Pierre P. J. Agars, attendant sa carte d'identification nationale dans une ambiance de foule extraordinaire au kiosque Occide Jeanty au Champ-de-Mars, le lundi 25 mai 2020, pense que ce décret devrait être appliqué d'abord contre les dirigeants au pouvoir qui ne cessent de se contredire dans toutes les décisions qu'ils ont prises. Le citoyen, visiblement révolté, questionne l'objectif réel du pouvoir qui interdit contre amende et emprisonnement le rassemblement de moins que six personnes alors qu'il entasse la population dans les bureaux de l'ONI au quotidien.

Pour Me Caleb Jean Baptiste, le décret est manifestement illégal et conséquemment ne peut être appliqué. Cette décision montre au clair, précise l'homme de loi, que la population est en face d'un régime dictatorial. « C'est le pire décret de l'histoire du pays. Il prouve le degré d'incompétence des hommes au pouvoir qui interdisent le rassemblement de plus de cinq personnes alors que les tribunaux, chargés de faire appliquer le décret, ne peuvent pas fonctionner avec un effectif si réduit. Le pays fonctionne vraiment à l'envers avec cette équipe au pouvoir », critique l'avocat qui questionne la capacité intellectuelle des membres du pouvoir incapable de cerner le caractère sociologique de la famille haïtienne pour la plupart constituée de plus de cinq personnes.
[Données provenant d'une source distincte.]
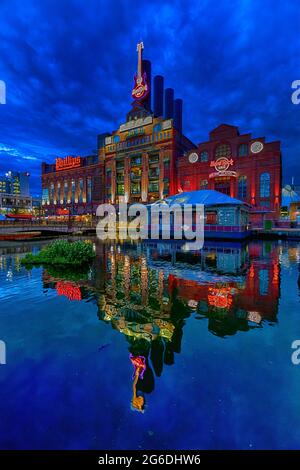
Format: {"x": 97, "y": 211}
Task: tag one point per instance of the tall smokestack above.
{"x": 146, "y": 67}
{"x": 158, "y": 100}
{"x": 169, "y": 103}
{"x": 178, "y": 104}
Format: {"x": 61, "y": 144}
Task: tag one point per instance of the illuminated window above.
{"x": 58, "y": 192}
{"x": 89, "y": 189}
{"x": 73, "y": 190}
{"x": 66, "y": 191}
{"x": 204, "y": 156}
{"x": 265, "y": 185}
{"x": 223, "y": 150}
{"x": 120, "y": 190}
{"x": 243, "y": 150}
{"x": 135, "y": 188}
{"x": 52, "y": 192}
{"x": 80, "y": 195}
{"x": 153, "y": 187}
{"x": 242, "y": 187}
{"x": 263, "y": 276}
{"x": 136, "y": 161}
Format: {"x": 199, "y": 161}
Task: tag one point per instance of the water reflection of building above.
{"x": 147, "y": 292}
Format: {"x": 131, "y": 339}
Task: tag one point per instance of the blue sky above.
{"x": 69, "y": 64}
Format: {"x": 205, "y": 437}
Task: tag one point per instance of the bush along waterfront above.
{"x": 62, "y": 253}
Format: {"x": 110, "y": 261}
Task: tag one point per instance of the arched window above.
{"x": 223, "y": 150}
{"x": 242, "y": 187}
{"x": 264, "y": 185}
{"x": 243, "y": 150}
{"x": 204, "y": 156}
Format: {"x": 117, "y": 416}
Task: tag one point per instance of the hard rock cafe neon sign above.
{"x": 221, "y": 166}
{"x": 67, "y": 163}
{"x": 141, "y": 88}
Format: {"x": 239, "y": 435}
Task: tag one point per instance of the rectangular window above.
{"x": 136, "y": 161}
{"x": 80, "y": 194}
{"x": 66, "y": 192}
{"x": 73, "y": 190}
{"x": 153, "y": 187}
{"x": 120, "y": 190}
{"x": 226, "y": 217}
{"x": 135, "y": 188}
{"x": 51, "y": 192}
{"x": 89, "y": 189}
{"x": 153, "y": 159}
{"x": 45, "y": 196}
{"x": 58, "y": 192}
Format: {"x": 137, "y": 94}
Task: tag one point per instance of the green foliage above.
{"x": 62, "y": 253}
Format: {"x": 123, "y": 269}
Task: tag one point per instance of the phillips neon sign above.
{"x": 67, "y": 163}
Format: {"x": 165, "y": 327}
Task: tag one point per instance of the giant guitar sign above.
{"x": 141, "y": 87}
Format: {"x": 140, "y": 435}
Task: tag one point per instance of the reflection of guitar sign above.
{"x": 140, "y": 89}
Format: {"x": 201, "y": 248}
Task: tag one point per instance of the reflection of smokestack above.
{"x": 158, "y": 104}
{"x": 146, "y": 67}
{"x": 178, "y": 114}
{"x": 169, "y": 103}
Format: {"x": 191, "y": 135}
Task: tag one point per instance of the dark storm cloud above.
{"x": 68, "y": 68}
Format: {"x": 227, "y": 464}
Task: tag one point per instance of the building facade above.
{"x": 238, "y": 165}
{"x": 140, "y": 159}
{"x": 15, "y": 183}
{"x": 73, "y": 185}
{"x": 148, "y": 158}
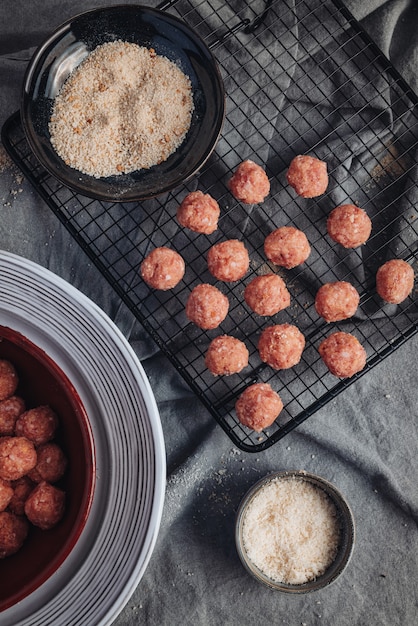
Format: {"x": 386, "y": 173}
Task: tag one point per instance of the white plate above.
{"x": 98, "y": 578}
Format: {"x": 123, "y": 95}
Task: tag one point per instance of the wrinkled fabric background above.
{"x": 194, "y": 576}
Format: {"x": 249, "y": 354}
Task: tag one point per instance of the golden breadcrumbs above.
{"x": 124, "y": 108}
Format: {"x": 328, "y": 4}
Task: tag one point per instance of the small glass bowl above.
{"x": 345, "y": 546}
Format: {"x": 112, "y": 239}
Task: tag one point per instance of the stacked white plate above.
{"x": 98, "y": 578}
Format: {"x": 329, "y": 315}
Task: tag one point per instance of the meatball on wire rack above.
{"x": 301, "y": 80}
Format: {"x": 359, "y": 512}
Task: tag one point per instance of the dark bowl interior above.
{"x": 41, "y": 381}
{"x": 169, "y": 36}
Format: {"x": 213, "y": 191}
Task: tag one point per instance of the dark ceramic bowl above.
{"x": 345, "y": 522}
{"x": 42, "y": 382}
{"x": 168, "y": 36}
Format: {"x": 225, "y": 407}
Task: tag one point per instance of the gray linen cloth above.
{"x": 365, "y": 441}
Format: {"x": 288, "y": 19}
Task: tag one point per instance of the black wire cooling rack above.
{"x": 300, "y": 77}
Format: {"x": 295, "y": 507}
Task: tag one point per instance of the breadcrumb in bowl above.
{"x": 165, "y": 36}
{"x": 294, "y": 532}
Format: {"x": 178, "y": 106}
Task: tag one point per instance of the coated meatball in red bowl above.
{"x": 47, "y": 467}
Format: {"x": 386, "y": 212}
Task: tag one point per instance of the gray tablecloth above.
{"x": 194, "y": 576}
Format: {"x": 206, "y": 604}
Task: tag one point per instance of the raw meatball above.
{"x": 199, "y": 212}
{"x": 258, "y": 406}
{"x": 349, "y": 225}
{"x": 51, "y": 464}
{"x": 228, "y": 260}
{"x": 206, "y": 306}
{"x": 8, "y": 379}
{"x": 45, "y": 506}
{"x": 287, "y": 246}
{"x": 267, "y": 294}
{"x": 281, "y": 346}
{"x": 6, "y": 493}
{"x": 38, "y": 424}
{"x": 394, "y": 281}
{"x": 13, "y": 532}
{"x": 17, "y": 457}
{"x": 163, "y": 268}
{"x": 226, "y": 355}
{"x": 10, "y": 409}
{"x": 249, "y": 183}
{"x": 308, "y": 176}
{"x": 343, "y": 354}
{"x": 21, "y": 490}
{"x": 337, "y": 301}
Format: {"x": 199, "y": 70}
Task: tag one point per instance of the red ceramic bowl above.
{"x": 42, "y": 382}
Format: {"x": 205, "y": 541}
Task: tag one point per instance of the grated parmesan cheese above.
{"x": 124, "y": 108}
{"x": 291, "y": 531}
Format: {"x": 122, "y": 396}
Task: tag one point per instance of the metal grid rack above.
{"x": 300, "y": 76}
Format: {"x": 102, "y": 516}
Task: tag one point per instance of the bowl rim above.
{"x": 21, "y": 341}
{"x": 106, "y": 194}
{"x": 345, "y": 551}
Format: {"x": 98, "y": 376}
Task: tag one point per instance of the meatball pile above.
{"x": 31, "y": 463}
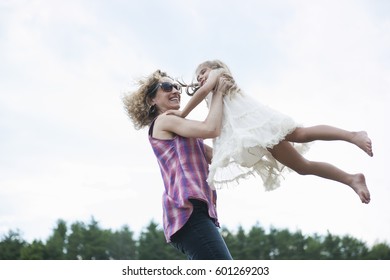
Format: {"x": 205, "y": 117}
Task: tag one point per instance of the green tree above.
{"x": 75, "y": 245}
{"x": 380, "y": 251}
{"x": 11, "y": 246}
{"x": 34, "y": 251}
{"x": 56, "y": 243}
{"x": 122, "y": 245}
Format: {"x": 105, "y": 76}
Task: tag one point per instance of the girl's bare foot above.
{"x": 359, "y": 186}
{"x": 362, "y": 140}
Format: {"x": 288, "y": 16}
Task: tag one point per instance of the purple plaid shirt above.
{"x": 184, "y": 171}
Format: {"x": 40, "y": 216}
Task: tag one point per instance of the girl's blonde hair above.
{"x": 137, "y": 103}
{"x": 217, "y": 64}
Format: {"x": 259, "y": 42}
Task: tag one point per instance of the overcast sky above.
{"x": 68, "y": 150}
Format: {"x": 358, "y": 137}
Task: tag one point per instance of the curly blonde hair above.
{"x": 137, "y": 103}
{"x": 217, "y": 64}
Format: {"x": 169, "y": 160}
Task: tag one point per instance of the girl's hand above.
{"x": 177, "y": 113}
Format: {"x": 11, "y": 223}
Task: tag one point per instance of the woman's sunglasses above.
{"x": 166, "y": 87}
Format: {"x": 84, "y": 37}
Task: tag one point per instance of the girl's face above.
{"x": 202, "y": 74}
{"x": 167, "y": 95}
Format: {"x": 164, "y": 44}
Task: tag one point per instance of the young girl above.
{"x": 256, "y": 139}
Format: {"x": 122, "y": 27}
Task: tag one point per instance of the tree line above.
{"x": 88, "y": 241}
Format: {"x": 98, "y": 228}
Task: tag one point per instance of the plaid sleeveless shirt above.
{"x": 184, "y": 171}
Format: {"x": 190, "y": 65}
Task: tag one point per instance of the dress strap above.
{"x": 151, "y": 128}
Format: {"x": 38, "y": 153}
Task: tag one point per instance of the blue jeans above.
{"x": 199, "y": 238}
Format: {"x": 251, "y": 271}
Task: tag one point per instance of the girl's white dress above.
{"x": 248, "y": 129}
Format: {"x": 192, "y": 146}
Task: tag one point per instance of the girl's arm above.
{"x": 208, "y": 153}
{"x": 166, "y": 126}
{"x": 202, "y": 92}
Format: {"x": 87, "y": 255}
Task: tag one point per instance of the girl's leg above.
{"x": 286, "y": 154}
{"x": 328, "y": 133}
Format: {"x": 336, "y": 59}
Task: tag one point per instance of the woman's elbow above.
{"x": 212, "y": 132}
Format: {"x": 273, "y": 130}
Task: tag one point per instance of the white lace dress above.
{"x": 248, "y": 129}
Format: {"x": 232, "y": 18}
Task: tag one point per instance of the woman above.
{"x": 189, "y": 204}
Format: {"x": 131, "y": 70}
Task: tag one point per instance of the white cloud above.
{"x": 68, "y": 150}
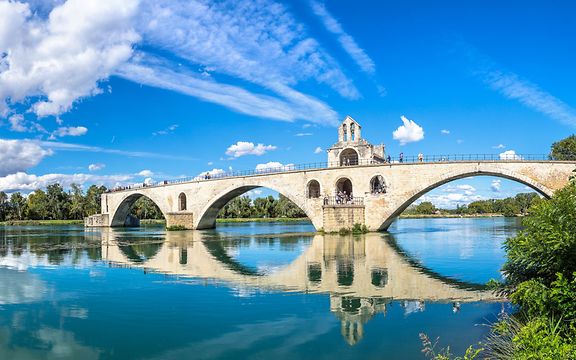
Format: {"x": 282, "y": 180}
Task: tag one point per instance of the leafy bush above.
{"x": 176, "y": 228}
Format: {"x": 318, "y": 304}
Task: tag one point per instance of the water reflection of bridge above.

Le juge Wando Saint-Villier, de son côté, se montre lui aussi préoccupé. Selon lui, ce décret met le système judiciaire dans une situation très difficile. « Les audiences ne peuvent pas se réaliser conformément. Les tribunaux sont réduits à entendre des dossiers d'extrême urgence. Cependant, les administrations des tribunaux continueront de fonctionner, mais, de façon ralentie », informe le juge.

Quant au port de masques et au respect du couvre-feu, la population ne bronche pas. Elle continue de circuler dans les rues sans mesure de protection. Peu de gens portent le masque même dans les milieux publics, ils s'exposent comme si la pandémie n'était qu'une fable. En ce qui a trait au couvre-feu, les gens continuent de vaquer librement sans craindre aucune sanction. Si c'est vrai, la police accompagnée, notamment du ministre de l'Intérieur, avait fait quelques démonstrations de force dans des quartiers de la capitale le weekend écoulé, la grande partie de la population continue d'ignorer l'état et ses mesures. Pour elle, l'état n'a pas les moyens de faire appliquer ce qu'il dit.

Plus loin, des gens plus radicaux s'en prennent vertement au Gouvernement haïtien. « Pourquoi ne vont-ils pas dans les quartiers de non-droit comme : Village de Dieu, Grand-Ravine etc. pour imposer leur dictée ? Ils seront plus cohérents s'ils nous libèrent plutôt du dictat de l'insécurité provoqué par le gangstérisme au lieu de nous mettre le bâton dans les roues alors que nous sommes dans l'oeil d'une pandémie ravageuse », dénonce ce jeune interrogé dans l’aire du Champ-de-Mars.

Entre-temps, aucune mesure n'est encore prise par la police pour arrêter les véhicules de transport surchargés ni freiner les services dominicaux qui ont tendance à recevoir plus de fidèles ces derniers temps. Aucune sanction non plus n'a été prise contre les entreprises funéraires et les églises qui rassemblent des foules pour les funérailles. Les veillées, les gageures, les marchés publics sont, entre autres, des plaies que ce décret doit panser si les gouvernants veulent faire montre de sérieux.